Using multiple windows

The multi-window scheme is aimed at the long-baseline interferometer case, where it is implicitly assumed that the windows are sufficiently far apart that they can be simulated with statistically independent tweeter screens. With this assumption the tweeter screens for different windows are generated independently of each other, but the windows share a common woofer screen to provide the large-scale correlations between apertures, so for example constraining the maximum fringe phase excursion as a function of interferometer baseline. The code does not check if the tweeter screens are overlapping and simply generates uncorrelated tweeter screens in every case.

Note that the code will also be inaccurate if two windows are upwind/downwind of one another, as the “frozen” flow will not be correct: the tweeter screen over one aperture will not pass over the other aperture. However, this is less of a concern as the evidence for frozen flow over large timescales is limited, and there are theoretical reasons to believe that the frozen flow hypothesis is only valid over short timescales for short-scale-length turbulent eddies, i.e. the components which are simulated by the tweeter screen.

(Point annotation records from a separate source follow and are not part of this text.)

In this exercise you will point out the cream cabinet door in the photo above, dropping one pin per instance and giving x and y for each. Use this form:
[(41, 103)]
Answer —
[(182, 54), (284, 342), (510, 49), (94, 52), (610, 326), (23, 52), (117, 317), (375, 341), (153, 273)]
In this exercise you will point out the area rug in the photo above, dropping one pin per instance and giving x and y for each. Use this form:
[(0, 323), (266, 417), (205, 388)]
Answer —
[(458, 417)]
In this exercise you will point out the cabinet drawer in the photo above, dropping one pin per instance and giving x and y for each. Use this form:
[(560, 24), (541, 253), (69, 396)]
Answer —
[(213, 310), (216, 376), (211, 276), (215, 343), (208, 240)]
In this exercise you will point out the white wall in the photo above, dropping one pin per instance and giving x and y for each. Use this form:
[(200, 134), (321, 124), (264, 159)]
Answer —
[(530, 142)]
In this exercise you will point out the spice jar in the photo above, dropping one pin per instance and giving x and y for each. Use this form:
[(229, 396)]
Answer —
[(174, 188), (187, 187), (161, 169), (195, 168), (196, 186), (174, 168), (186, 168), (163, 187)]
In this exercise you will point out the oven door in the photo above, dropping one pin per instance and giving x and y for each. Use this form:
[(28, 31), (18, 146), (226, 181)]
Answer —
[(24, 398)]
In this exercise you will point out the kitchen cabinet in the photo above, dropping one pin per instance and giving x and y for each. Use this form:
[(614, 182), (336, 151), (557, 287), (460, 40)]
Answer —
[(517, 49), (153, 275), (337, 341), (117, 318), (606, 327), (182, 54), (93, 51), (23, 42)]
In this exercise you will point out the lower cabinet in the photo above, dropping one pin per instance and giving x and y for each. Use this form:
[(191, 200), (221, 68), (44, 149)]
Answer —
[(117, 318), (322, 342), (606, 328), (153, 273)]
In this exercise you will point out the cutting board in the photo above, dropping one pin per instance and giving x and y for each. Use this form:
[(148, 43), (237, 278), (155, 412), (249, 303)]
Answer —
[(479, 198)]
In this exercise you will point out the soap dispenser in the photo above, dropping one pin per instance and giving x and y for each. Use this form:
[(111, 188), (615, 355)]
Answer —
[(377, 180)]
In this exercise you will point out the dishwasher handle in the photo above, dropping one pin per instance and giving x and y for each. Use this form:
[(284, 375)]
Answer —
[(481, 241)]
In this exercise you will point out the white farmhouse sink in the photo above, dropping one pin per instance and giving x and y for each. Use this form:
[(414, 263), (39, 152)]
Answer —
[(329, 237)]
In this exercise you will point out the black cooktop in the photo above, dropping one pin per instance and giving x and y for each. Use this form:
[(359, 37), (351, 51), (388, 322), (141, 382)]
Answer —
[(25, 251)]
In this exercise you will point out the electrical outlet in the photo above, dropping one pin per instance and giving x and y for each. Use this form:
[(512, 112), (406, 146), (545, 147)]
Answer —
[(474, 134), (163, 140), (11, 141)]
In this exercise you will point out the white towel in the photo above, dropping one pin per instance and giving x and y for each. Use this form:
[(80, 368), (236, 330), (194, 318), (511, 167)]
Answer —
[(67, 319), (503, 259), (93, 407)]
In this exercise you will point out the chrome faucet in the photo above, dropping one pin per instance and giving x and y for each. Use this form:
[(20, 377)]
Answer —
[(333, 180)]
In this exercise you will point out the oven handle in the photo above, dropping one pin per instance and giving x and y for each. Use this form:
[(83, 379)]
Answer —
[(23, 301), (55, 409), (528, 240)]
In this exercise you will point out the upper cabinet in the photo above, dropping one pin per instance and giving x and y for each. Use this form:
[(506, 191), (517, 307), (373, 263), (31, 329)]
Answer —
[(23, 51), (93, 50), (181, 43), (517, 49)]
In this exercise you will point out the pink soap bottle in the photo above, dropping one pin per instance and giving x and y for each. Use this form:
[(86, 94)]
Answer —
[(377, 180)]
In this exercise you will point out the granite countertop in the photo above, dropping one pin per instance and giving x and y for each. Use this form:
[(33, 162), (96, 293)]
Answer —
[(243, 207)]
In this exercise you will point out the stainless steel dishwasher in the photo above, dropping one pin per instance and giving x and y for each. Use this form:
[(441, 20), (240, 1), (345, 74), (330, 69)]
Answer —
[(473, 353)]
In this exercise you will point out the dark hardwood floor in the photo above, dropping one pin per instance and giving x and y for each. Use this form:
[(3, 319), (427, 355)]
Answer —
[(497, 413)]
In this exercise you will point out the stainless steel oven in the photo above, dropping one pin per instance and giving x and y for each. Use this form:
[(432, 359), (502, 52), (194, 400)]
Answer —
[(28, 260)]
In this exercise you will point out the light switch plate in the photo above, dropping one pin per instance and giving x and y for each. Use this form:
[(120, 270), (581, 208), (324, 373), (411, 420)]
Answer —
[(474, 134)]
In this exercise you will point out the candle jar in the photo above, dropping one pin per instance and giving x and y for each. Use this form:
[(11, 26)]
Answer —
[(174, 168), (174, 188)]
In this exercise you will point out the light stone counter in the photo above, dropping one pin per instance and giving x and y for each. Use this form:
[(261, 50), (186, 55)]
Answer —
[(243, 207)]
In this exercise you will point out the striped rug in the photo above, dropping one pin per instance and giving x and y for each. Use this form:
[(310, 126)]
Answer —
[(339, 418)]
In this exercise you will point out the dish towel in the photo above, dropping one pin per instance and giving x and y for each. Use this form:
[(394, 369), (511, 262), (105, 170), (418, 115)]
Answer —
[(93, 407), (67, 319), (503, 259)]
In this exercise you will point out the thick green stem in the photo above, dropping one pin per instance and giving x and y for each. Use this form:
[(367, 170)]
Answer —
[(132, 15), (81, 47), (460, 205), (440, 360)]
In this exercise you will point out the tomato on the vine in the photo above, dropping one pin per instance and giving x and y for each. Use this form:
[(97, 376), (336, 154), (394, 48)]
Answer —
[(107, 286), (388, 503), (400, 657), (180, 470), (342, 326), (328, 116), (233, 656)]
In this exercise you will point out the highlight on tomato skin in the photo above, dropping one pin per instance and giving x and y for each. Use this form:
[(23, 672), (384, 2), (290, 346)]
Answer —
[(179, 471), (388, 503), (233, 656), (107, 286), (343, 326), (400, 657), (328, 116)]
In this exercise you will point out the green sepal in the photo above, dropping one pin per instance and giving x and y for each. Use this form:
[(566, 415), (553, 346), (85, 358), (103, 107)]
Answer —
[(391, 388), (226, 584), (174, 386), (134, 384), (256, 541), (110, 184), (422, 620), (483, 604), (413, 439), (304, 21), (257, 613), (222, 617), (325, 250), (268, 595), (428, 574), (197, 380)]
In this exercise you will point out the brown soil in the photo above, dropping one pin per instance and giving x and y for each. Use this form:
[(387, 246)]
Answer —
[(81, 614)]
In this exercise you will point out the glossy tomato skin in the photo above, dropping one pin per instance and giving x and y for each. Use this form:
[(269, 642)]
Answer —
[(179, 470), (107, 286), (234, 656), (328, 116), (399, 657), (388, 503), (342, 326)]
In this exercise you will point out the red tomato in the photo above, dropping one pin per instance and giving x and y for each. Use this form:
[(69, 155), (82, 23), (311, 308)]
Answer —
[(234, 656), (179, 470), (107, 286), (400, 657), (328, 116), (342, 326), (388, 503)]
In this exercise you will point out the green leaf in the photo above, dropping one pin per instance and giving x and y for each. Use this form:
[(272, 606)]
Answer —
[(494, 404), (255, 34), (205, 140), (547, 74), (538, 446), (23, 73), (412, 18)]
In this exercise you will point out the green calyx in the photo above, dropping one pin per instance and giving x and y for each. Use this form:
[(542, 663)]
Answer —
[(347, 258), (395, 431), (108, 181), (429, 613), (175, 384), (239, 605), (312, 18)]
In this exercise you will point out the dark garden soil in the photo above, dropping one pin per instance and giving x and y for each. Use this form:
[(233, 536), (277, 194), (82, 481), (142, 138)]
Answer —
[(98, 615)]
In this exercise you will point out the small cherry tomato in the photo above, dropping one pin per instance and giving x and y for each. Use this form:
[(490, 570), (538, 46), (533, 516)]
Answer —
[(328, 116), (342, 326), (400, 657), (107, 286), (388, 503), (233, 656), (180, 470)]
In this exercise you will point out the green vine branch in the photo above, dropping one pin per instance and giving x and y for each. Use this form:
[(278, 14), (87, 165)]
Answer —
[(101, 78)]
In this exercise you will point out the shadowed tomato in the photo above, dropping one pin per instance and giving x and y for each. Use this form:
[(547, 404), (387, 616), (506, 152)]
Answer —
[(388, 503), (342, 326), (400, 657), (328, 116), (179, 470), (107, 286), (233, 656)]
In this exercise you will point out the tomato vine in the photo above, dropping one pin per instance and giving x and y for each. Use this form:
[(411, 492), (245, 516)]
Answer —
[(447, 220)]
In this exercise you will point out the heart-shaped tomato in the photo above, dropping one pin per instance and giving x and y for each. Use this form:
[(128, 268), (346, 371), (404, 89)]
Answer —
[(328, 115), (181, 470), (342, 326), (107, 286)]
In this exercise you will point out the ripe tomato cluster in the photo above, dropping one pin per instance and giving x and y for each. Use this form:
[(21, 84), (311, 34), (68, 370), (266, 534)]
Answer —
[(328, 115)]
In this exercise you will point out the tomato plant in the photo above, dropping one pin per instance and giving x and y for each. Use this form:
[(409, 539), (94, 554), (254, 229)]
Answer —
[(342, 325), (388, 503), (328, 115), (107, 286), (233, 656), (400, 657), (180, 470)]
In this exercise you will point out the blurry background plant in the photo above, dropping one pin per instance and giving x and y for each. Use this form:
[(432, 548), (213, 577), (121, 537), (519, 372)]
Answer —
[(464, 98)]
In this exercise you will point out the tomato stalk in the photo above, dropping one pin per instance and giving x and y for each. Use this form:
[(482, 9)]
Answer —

If you want to simulate the effects of two close-together apertures, it may be best in some cases to situate them both inside a single rectangular window of appropriate shape and size.

Polychromatic simulations

For simulations covering a not too large range of wavelengths, it is a good approximation to assume that the refractive index perturbations are independent of wavelength, so the phase perturbations at one wavelength can be derived from the phase perturbations at another wavelength by scaling the phase by the ratio of wavelengths. Note that in diffraction calculations, for example speckle image formation, the spatial scale of the diffraction pattern is wavelength-dependent, so this must also be taken into account, for example by magnifying or demagnifying the images as a function of wavelength.

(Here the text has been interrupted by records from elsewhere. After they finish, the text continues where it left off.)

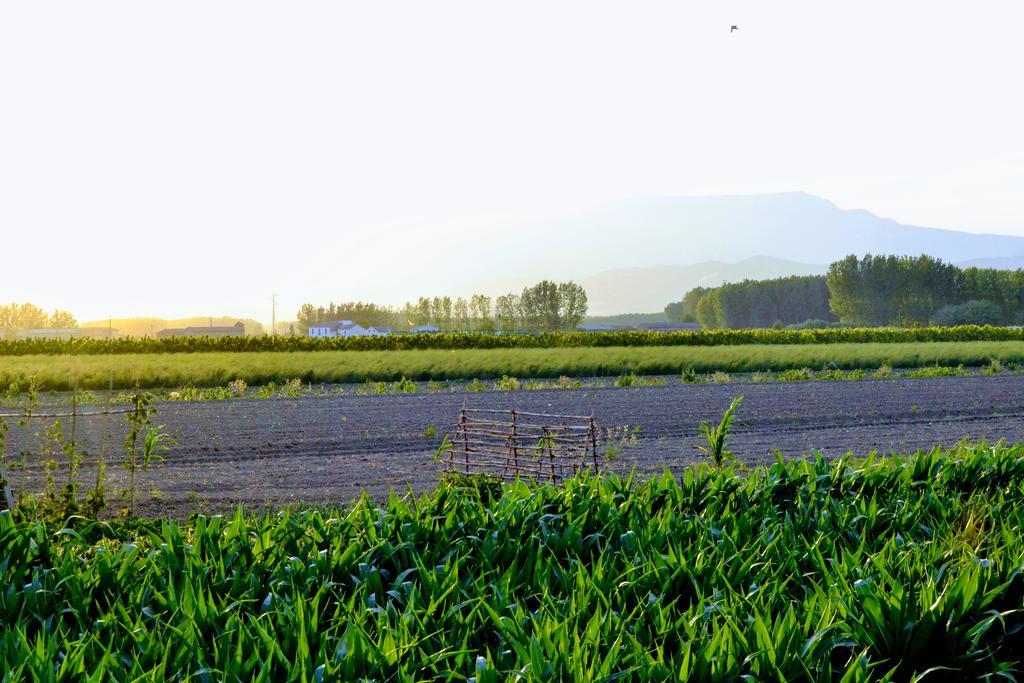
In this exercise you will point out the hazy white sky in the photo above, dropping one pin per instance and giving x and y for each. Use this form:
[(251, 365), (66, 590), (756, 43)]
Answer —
[(190, 158)]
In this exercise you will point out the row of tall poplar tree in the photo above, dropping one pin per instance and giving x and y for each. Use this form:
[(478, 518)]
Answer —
[(905, 291), (546, 306)]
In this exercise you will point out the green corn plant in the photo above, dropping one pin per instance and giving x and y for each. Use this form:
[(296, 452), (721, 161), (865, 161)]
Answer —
[(903, 567), (717, 437), (144, 442)]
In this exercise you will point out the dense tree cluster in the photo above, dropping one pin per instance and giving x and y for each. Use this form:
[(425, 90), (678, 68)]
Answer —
[(685, 310), (872, 291), (544, 307), (758, 303), (27, 315), (914, 291)]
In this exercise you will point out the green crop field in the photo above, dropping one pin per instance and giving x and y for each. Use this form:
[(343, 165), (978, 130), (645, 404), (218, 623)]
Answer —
[(885, 569), (217, 369)]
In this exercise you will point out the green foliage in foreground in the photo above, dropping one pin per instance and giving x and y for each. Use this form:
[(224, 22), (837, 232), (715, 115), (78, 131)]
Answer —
[(884, 569), (217, 370), (479, 340)]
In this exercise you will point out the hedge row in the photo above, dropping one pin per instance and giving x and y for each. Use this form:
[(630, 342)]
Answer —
[(477, 340)]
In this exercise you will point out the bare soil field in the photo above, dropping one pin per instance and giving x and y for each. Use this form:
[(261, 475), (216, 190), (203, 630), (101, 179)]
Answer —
[(328, 450)]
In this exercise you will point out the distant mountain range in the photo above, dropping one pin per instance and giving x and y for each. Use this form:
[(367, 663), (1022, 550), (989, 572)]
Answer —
[(711, 240)]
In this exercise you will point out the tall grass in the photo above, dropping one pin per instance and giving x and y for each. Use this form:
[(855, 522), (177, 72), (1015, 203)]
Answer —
[(173, 370), (803, 571)]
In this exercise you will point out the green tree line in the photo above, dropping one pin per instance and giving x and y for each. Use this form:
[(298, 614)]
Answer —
[(546, 306), (868, 291), (28, 316)]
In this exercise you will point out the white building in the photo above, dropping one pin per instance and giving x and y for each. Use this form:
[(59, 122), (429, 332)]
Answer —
[(343, 329)]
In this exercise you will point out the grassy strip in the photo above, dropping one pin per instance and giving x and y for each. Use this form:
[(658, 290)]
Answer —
[(211, 370), (882, 569), (454, 341)]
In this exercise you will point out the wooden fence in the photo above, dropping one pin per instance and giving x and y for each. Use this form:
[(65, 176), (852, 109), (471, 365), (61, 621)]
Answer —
[(516, 444)]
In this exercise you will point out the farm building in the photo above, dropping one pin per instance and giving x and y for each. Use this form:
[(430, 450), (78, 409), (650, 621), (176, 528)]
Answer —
[(66, 333), (344, 329), (237, 330)]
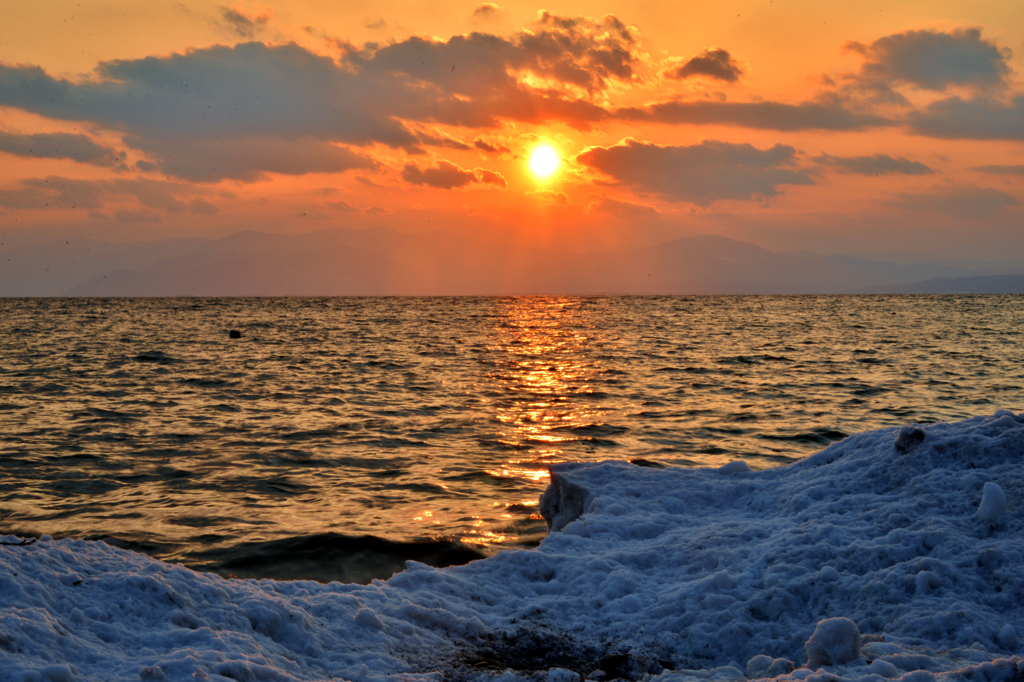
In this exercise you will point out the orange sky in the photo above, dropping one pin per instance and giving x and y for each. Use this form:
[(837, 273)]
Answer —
[(888, 129)]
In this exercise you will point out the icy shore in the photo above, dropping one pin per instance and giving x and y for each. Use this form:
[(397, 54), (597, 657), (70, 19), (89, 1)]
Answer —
[(907, 543)]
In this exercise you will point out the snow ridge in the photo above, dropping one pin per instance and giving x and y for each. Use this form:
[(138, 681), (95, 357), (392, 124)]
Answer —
[(902, 547)]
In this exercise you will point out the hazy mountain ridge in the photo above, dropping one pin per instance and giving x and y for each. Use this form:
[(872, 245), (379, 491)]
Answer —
[(338, 261)]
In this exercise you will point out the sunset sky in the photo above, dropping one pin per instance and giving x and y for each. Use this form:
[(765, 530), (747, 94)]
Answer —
[(886, 129)]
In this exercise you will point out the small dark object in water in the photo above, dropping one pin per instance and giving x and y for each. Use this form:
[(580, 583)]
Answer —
[(908, 438)]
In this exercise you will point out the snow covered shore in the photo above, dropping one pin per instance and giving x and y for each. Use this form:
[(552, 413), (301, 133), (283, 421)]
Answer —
[(907, 543)]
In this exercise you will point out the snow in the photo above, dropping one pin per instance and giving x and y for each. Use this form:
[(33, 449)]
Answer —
[(907, 541), (835, 641)]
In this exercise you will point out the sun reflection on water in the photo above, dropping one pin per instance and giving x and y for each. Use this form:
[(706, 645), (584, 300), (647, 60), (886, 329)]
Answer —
[(545, 378)]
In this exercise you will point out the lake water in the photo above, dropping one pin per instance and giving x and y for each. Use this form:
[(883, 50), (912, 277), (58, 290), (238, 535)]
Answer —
[(338, 434)]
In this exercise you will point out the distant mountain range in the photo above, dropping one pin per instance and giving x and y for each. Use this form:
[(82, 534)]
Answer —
[(344, 262)]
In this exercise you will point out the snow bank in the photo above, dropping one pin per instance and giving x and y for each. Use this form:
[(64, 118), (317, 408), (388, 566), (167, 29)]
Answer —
[(902, 548)]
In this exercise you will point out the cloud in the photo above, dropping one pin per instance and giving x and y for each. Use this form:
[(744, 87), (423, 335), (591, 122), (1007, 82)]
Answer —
[(56, 192), (935, 60), (489, 147), (371, 94), (758, 115), (714, 62), (52, 192), (880, 164), (243, 24), (700, 173), (58, 145), (246, 159), (620, 209), (962, 201), (491, 177), (352, 208), (979, 118), (485, 11), (446, 175), (1000, 170), (549, 196), (137, 217)]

For accurate simulations at infrared wavelengths, it may be necessary to generate independent phase screens representing the water-vapour fluctuations and the “dry” fluctuations, and combine these in different proportions depending on the relative variations of the refractive index of water and air with wavelength.

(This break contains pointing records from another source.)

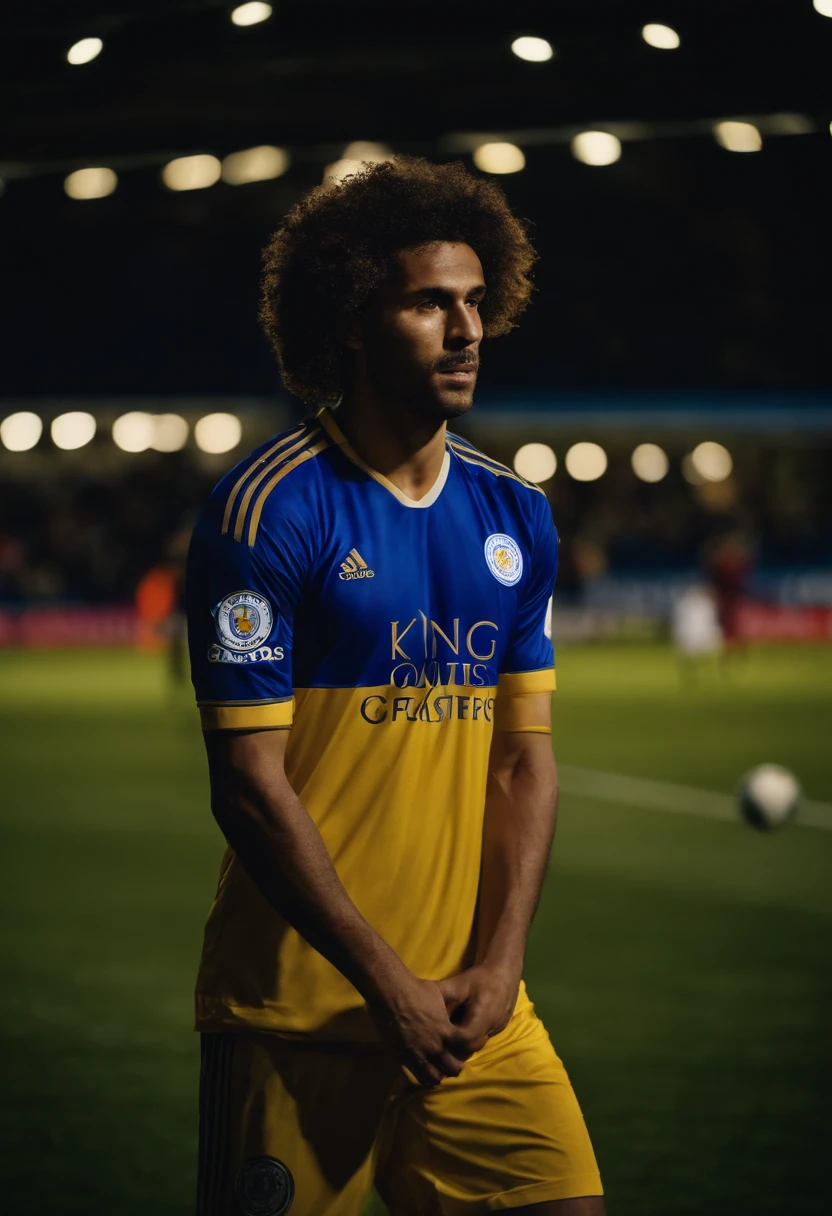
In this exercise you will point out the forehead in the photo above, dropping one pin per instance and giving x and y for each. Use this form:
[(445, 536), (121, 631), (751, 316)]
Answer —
[(443, 264)]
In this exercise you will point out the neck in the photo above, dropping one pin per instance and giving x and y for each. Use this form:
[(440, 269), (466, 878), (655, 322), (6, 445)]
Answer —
[(408, 451)]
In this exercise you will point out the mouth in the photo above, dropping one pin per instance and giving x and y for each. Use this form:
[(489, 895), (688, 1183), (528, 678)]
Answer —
[(464, 373)]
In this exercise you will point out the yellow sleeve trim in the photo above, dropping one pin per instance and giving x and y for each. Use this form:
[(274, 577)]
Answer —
[(265, 715), (520, 684)]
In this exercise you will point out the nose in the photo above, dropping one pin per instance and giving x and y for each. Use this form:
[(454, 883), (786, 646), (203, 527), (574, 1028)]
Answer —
[(464, 328)]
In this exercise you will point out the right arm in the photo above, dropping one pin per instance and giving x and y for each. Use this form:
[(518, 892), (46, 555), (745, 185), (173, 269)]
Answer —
[(284, 853)]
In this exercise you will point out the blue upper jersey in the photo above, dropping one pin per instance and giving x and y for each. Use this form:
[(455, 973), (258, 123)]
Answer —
[(310, 570), (393, 636)]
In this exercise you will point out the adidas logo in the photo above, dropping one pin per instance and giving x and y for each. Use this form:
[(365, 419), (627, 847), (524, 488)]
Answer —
[(355, 567)]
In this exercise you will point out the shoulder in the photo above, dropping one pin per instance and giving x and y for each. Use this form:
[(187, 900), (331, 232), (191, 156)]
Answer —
[(270, 484), (494, 476)]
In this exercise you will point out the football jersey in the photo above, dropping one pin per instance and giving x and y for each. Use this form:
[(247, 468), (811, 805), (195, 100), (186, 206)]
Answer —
[(393, 636)]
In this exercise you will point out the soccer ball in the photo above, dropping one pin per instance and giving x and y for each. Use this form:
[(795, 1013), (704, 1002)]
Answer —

Outer scale and woofer screen size

The value of the outer scale of the optical turbulence is set by the function parameter L0. The corresponding physical quantity \(L_0\) is not well-constrained experimentally, but is thought to be in the range of order 10-100 meters for atmospheric conditions typical over astronomical observatories. The default value of L0 is 7000, which is 1000 times as large as the default value for r0. In the infrared case corresponding to \(r_0=60\) cm then the outer scale simulated is 600m, and so this is likely to give an over-estimate of the wavefront fluctuations on the largest physical scales. At optical wavelengths where the physical size of \(r_0\) may be \(10\,\text{cm}\), then this set of parameter settings corresponds to an outer scale of 100m which is more realistic.

The size of a woofer “tile” is given by nfftTweeter*nfftWoofer/(2*frequencyOverlap) tweeter pixels. The default values of nfftTweeter=256, nfftWoofer=256 and frequencyOverlap=4, gives woofer tiles which are 8192 tweeter pixels across. Values of L0 up to this value will be modelled with reasonable accuracy because the spectrum of fluctuations flattens out at the lowest frequencies sampled by the woofer spectrum.

The MegaScreen() function generates the woofer screen as a semi-infinite “strip” by splicing together woofer tiles. All the windows for a long-baseline interferometer must fit inside this “strip”. If larger spacings than this are needed, the values of nfftWoofer and/or nfftTweeter can be increased.

For efficiency, nfftTweeter and nfftWoofer should be powers of 2 and should be larger than 64. Keeping the FFTs less than 1024 pixels on a side will mean that effects of typical CPU cache sizes on processing speed are minimised. Setting both nfftWoofer and nfftTweeter to 1024 gives a maximum spatial scale size of 131,072 tweeter pixels, comfortably exceeding the 4-orders-of-magnitude range of scales claimed in the paper abstract. With these settings, and using r0=7.0 to simulate conditions where \(r_0=10\,\text{cm}\) then interferometer baselines up to 1.8,km can be simulated.